Personal information
- Born: 22 August 1987 (age 38) Telšiai, Lithuania

Chess career
- Country: Lithuania
- Title: Woman International Master (2008)
- Peak rating: 2243 (December 2017)

= Simona Limontaitė =

Lithuanian chess player (born 1987)

Simona Limontaitė (married name Kiseleva, born 22 August 1987) is a Lithuanian chess player who holds the title of Woman International Master (WIM, 2008). She is three time winner of Lithuanian Women's Chess Championship (2005, 2017, 2024).

== Biography ==
Her first chess trainer was Vytautas Gembutas. From 2006 International Master Vaidas Sakalauskas is her trainer. Simona Limontaitė is winner of the Lithuanian Girl's Championship (U18) in 2005.

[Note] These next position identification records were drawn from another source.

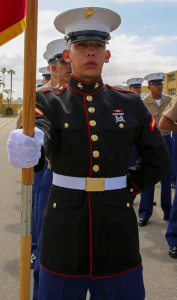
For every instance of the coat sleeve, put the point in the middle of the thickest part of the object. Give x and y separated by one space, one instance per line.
154 162
43 120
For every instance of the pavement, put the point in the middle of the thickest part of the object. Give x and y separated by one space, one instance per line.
160 271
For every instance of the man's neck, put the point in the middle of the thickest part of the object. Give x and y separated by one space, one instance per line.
62 82
157 96
87 79
54 81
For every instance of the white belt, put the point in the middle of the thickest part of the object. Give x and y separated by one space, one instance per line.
90 184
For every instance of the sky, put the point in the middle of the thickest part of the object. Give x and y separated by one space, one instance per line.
145 42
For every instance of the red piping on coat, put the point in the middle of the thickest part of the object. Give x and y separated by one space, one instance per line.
63 274
84 81
84 93
152 126
90 220
54 91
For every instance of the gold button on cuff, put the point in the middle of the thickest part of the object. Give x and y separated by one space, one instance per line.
94 138
91 110
66 125
96 168
89 98
92 123
96 85
80 85
96 154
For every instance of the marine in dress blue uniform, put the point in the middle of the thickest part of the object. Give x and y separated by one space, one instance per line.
90 228
174 160
45 181
156 103
168 121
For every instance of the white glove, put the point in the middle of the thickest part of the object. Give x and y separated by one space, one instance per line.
24 151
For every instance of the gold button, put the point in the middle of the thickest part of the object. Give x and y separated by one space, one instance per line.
96 168
96 85
94 137
89 98
96 154
92 123
66 125
80 85
91 110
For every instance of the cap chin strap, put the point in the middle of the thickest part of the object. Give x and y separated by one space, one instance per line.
77 36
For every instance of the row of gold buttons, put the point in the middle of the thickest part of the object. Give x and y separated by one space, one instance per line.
94 137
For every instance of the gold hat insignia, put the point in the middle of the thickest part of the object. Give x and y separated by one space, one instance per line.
89 12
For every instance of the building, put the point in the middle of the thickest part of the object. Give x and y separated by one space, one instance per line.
170 85
13 107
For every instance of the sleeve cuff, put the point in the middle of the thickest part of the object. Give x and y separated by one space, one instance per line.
133 189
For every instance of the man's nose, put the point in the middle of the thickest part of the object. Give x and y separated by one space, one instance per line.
91 52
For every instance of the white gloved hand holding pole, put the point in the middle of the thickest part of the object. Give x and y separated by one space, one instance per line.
24 151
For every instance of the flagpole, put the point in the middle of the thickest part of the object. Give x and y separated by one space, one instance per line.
29 96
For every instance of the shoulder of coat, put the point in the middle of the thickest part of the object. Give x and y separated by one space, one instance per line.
119 90
54 90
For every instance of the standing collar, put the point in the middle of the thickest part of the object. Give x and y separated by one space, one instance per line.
83 87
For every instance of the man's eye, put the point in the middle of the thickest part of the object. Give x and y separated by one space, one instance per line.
99 45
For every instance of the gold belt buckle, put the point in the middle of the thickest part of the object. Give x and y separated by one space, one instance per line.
94 184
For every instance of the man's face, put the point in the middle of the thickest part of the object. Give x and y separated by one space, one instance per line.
53 73
87 58
136 90
63 70
156 88
45 80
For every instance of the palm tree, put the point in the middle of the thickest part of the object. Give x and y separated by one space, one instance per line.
3 71
8 98
3 85
11 72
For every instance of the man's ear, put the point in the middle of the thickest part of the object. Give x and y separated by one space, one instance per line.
107 57
54 68
66 55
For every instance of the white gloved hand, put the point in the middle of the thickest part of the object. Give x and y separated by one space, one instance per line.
24 151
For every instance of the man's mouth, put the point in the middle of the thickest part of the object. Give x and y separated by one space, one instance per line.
91 64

Simona Limontaitė is multiple medalist of the Lithuanian Women's Chess Championships, in which she won three gold (2005, 2017, 2024) and two bronze (2003, 2009) medals.

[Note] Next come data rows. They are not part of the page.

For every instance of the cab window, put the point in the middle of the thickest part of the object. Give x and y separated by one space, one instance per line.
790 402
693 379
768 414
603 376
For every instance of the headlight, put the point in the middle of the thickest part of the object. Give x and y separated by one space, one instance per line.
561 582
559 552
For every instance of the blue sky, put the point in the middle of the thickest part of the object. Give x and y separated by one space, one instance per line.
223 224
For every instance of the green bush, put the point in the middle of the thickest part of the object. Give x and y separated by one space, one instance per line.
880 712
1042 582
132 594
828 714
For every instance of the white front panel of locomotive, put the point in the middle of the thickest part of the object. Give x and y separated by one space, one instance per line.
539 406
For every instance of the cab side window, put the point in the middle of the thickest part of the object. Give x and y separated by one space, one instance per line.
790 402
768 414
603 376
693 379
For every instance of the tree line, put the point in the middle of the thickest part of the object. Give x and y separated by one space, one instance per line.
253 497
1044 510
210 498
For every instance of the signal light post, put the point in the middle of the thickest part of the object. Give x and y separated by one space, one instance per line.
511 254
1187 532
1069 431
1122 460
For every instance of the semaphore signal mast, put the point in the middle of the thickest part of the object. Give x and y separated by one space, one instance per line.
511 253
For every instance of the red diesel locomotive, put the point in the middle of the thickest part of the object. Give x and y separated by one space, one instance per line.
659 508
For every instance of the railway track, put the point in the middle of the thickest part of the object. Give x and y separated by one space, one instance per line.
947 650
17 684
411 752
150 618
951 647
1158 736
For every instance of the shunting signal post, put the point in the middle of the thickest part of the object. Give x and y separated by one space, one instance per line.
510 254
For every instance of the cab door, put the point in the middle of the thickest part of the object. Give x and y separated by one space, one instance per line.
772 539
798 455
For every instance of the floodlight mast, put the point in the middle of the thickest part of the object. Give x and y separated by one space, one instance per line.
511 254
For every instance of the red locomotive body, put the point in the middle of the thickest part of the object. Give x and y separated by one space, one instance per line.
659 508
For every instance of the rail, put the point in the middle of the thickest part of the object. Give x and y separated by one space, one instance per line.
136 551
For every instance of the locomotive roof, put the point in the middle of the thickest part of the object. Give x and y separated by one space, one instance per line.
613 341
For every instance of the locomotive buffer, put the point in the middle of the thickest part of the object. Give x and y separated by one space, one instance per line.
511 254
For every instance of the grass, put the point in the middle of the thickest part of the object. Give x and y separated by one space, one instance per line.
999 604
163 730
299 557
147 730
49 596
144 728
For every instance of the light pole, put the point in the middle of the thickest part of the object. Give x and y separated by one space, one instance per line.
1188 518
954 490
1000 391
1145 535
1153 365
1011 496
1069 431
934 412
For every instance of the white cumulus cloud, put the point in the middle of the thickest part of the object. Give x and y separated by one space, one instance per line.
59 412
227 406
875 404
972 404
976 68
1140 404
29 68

Simona Limontaitė participated in several World Youth Chess Championships and European Youth Chess Championships in different age categories. Also Simona Limontaitė participated World Girls U-20 Championship in 2007.

She is participant of European Individual Women's Chess Championship in 2009.

Simona Limontaitė played for Lithuania in the Women's Chess Olympiads:
- In 2008, at third board in the 38th Chess Olympiad (women) in Dresden (+3, =2, -4),
- In 2010, at second board in the 39th Chess Olympiad (women) in Khanty-Mansiysk (+5, =3, -2).

Simona Limontaitė played for Lithuania in the European Women's Team Chess Championship:
- In 2005, at third board in the 6th European Team Chess Championship (women) in Gothenburg (+2, =1, -6).

She played for the Lithuanian chess clubs Telšiai (until 2006) and Vilniaus fortas. With chess club Panevėžys Chess Club Simona Limontaitė participated in European Chess Club Cup in 2008.

She is a graduate of the Vilnius Gediminas Technical University.

Her elder brother Martynas Limontas (born 1984) is chess FIDE master (FM) and Grandmaster for solving chess problems.

She was married, performed under the name of her husband (including in the victorious national championship in 2017). Since 2019, she has been performing again under her maiden name.